Wednesday, November 25, 2009

Parsing data in Excel

At the November meeting, some of our members expressed interest in training - whether by hiring an ESRI instructor or by tapping the wisdom of our members. I'm not the wisest, but I'll get the ball rolling.

In this post I'll talk about parsing data and importing waypoints from a GPS receiver - the easy way and the hard way.

A properly constructed database breaks information into tables, which are made up of fields. Ideally, each field consists of one piece of information. For example, say you have a list of names and addresses. It might look like this:

NAMEADDRESS
John Smith23 Maple Street
Dave Jones48 Cedar Circle
Mary White35 Cedar Circle


Straightforward, right? Not so fast. I want to sort my table alphabetically by last name. That's going to be hard to do, because I only have one field for NAME, and it starts with the first name. Second, what if I wanted to pick out only addresses on Cedar Circle? Same problem - I could use wildcards, but a simple SELECT statement where STREET = "Cedar" is much easier.

Breaking down our table so that each field only contains one piece of information would look more like this:

FIRSTNAMELASTNAMEADD_NOSTREET_NAMESTREET_TYPE
JohnSmith23MapleStreet
DaveJones48CedarCircle
MaryWhite35CedarCircle


Great, that's something we can work with. But what do you do if you're handed a dataset that isn't parsed neatly?

I work at the Central Texas Council Of Governments, and I also teach the Introduction to GIS class at Temple College. One of my students borrowed my GPS to capture some data for her final project. We ran into a problem when it was time to transfer the waypoints from my Garmin Colorado 400T into ArcMap. At work I use the DNR Garmin tool developed by the Minnesota Department of Natural Resources. It's very handy, very intuitive, and saves points or tracklogs directly into a shapefile. As you save the file, you can import it directly into an open map document, saving you the hassle of actually clicking the Add Data button and tediously browsing to the file. Easy!
Easy, that is, if it's installed on your computer. What if you don't have it installed, and don't have an internet connection to download it? Well, you get creative. I had my laptop with me, so that meant I had access to the bundled Garmin software, but when you export the waypoints, it saves the location data into one field.


The position field contains several pieces of information. At first glance, you might think there's two things there - Latitude and Longitude. But we have the direction - North or West, we have the degrees, a space, and then the minutes with decimal seconds. Lots of information - but it's manageable, and there's a couple ways to get this into a format we can import into a table that ArcMap will be able to spatially reference.

One way is to use the coordinate converter on the FCC website. That's fine if you only have a small number of records. But do you really want to type 50 or 100 sets of coordinates and copy-paste the results back into a table? Me neither.

Using the functions in Excel, we can select a certain number of characters in a cell and automatically copy them into a new cell.

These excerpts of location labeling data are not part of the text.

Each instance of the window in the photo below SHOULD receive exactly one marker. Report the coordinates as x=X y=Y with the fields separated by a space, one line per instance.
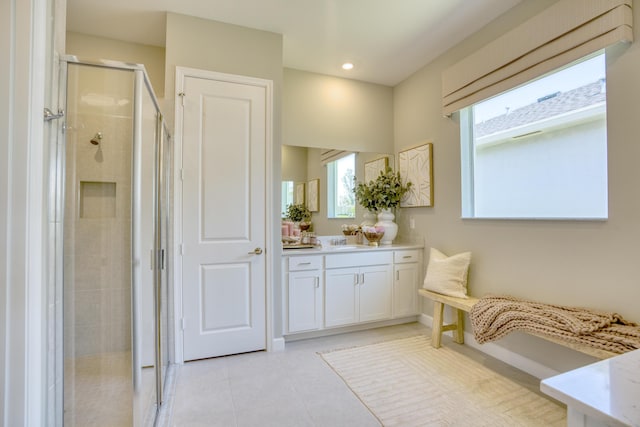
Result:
x=287 y=196
x=340 y=198
x=540 y=150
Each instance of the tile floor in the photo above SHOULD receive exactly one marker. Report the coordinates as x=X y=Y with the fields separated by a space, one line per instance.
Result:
x=294 y=387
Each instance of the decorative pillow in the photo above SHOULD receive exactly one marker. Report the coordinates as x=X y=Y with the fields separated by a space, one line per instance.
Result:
x=448 y=275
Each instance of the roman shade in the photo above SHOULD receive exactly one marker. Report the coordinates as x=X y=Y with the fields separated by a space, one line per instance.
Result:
x=328 y=156
x=561 y=34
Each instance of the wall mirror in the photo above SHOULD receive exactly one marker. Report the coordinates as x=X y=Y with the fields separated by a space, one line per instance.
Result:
x=301 y=165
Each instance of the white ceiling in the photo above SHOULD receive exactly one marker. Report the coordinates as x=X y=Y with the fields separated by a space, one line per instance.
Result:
x=387 y=40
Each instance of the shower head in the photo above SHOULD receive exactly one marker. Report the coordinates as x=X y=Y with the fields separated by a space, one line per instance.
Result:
x=97 y=138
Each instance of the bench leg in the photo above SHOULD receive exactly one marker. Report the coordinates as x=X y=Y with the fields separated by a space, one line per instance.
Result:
x=458 y=333
x=436 y=333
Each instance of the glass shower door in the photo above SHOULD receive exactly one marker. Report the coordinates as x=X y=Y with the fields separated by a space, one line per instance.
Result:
x=97 y=249
x=117 y=200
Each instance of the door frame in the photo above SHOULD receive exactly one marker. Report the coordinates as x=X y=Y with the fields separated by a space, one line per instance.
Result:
x=181 y=74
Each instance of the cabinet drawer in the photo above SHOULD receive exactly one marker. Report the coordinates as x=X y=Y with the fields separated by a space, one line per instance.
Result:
x=413 y=255
x=358 y=259
x=297 y=263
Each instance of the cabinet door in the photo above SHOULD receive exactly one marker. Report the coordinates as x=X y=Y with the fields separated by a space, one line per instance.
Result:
x=304 y=301
x=405 y=289
x=375 y=291
x=340 y=297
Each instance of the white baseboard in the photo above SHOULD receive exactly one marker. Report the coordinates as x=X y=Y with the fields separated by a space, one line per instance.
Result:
x=507 y=356
x=277 y=344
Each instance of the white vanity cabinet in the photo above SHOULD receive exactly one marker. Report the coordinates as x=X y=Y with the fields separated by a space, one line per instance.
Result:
x=304 y=293
x=334 y=288
x=358 y=288
x=407 y=273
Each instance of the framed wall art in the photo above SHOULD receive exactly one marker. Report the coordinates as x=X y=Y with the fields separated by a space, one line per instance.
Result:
x=299 y=193
x=313 y=190
x=416 y=166
x=373 y=168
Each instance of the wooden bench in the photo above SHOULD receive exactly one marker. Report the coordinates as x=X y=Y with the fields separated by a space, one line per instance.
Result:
x=462 y=305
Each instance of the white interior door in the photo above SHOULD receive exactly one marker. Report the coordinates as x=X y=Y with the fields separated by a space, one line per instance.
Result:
x=223 y=217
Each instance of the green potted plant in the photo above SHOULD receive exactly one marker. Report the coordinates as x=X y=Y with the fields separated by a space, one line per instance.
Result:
x=381 y=196
x=383 y=193
x=299 y=214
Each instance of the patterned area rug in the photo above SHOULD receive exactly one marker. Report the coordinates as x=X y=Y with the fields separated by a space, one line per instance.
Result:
x=406 y=382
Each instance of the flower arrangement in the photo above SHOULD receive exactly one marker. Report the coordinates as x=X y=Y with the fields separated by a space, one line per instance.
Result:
x=298 y=213
x=385 y=192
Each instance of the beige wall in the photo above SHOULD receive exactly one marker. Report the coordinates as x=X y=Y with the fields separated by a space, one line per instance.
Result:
x=209 y=45
x=578 y=263
x=294 y=163
x=330 y=112
x=85 y=46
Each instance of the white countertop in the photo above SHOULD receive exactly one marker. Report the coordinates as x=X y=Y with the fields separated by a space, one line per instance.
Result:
x=608 y=390
x=329 y=249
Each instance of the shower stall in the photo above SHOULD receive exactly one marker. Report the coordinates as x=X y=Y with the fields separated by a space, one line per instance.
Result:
x=113 y=197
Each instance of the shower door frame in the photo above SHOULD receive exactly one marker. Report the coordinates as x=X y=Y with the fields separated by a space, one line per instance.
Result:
x=161 y=229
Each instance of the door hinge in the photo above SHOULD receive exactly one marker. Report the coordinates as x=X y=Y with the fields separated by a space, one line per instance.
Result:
x=49 y=115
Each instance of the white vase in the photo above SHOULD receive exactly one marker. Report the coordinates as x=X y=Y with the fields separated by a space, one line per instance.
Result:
x=369 y=219
x=385 y=219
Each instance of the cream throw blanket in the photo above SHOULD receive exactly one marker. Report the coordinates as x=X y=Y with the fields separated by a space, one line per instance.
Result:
x=493 y=317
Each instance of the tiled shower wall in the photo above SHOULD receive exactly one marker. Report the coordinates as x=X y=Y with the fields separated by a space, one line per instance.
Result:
x=97 y=241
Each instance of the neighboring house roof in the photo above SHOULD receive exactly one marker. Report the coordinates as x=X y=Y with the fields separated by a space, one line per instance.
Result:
x=548 y=106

The LEFT function selects a specified number of characters from the left side of the cell and RIGHT picks from (wait for it...) the right side.
Let's identify the bits of data we need to pull out of the position field, and make new columns for each.


Now let's use LEFT to pull the complete latitude component into a new column:


That's a start, but that letter N is redundant - ArcMap reads positive values as North (Latitude) or East (Longitude) automatically. Negative values are automatically treated as South or West. Remember this when you are doing your Longitude conversion later. In order to get rid of the N, we'll use the RIGHT function and select 9 characters - remember to count the space and decimal point - that's data as well!



So we have a number right? Wrong - there's a space in there, which will force the computer to treat that as a string. Again, using LEFT and RIGHT, pull the degrees into one column and the decimal minutes into another. Next, we'll turn the minutes into a decimal that we can add to our degrees. There's 60 minutes in one degree, so dividing by 60 gives us a decimal that represents our minutes and seconds - see column I below.
For column J, which is almost our final value, do a simple addition and add degrees to minutes.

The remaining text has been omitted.